Would you consider a USB DAC ?

I am going to post a new thread, please read it.

Gavin:
 
Jun 3, 2002 at 8:09 AM Post #12 of 14

tangent

Top Mall-Fi poster. The T in META42.
Formerly with Tangentsoft Parts Store
Joined
Sep 27, 2001
Posts
5,969
Likes
56
The reason the input caps have been given so much space on the META42 board is to allow use of {metalized} polypropylene. If you use film and foil polypropylene (i.e. not metalized) you can get up to about 0.47uF in that space. If you go up to metalized polypropylene, you can get about 1.0uF in there. You're probably using metalized polyester, which is yet more compact. Some people scorn polyester for signal path use, but I've noticed a lot of commercial amps using metalized poly-e, so....

"475K" sounds like a resistor size. Where do you see that?
 
Jun 3, 2002 at 8:19 AM Post #13 of 14

gavinbirss

Head-Fier
Joined
Oct 19, 2001
Posts
83
Likes
11
Hello,

tangent :

Sorry my mistake your populated Meta 42 V 0.9 input caps have the markings P474G. I was relying on what I though I saw.
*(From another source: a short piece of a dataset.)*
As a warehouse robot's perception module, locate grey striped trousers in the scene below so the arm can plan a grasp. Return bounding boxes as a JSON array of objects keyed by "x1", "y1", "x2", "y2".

My photographic memory must be going.



confused.gif


What time is it there ?

It it 10:17 am here now in South Africa, as I type this post.

Gavin
 
Aug 5, 2019 at 1:53 AM Post #14 of 14

FritzS

500+ Head-Fier
Joined
Jan 2, 2002
Posts
758
Likes
145
I plan to investigate further into better power supplies(+-15V), biasing the opamp into
Class A and using two BUF634T in parallel and also a preamp / headamp design.

Here is another board that I am going to try.

6272634t.jpg


Here I have to BUF634T's in parallel and I would most likely use
them in LOW bandwith mode or solder a wire from the BW pin to
the back side of the package. (which is electrically connected to
V-).

!!! Please note that this image is not actual size. !!!
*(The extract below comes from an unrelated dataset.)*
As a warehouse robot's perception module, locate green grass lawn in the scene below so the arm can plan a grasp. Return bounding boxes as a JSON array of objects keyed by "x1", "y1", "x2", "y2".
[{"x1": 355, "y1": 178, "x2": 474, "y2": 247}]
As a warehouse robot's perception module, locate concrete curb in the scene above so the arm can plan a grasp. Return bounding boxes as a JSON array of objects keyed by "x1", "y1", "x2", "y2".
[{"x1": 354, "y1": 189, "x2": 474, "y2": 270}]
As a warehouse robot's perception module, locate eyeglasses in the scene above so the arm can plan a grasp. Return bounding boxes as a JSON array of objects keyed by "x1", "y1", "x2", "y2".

I have tried the OPA637 and AD797 on this circuit and was unsucsesfull to say the least.
They both produced noise and seemed to be very sensative to the volume pot. Witch is a
cheap dual 50K pot of a precsion lab instrument.

Gavin

Very, very long times ago ..... have anyone build that with two BUF634T in parallel in BW mode and AD797 (with 30 and 47 pF caps too)?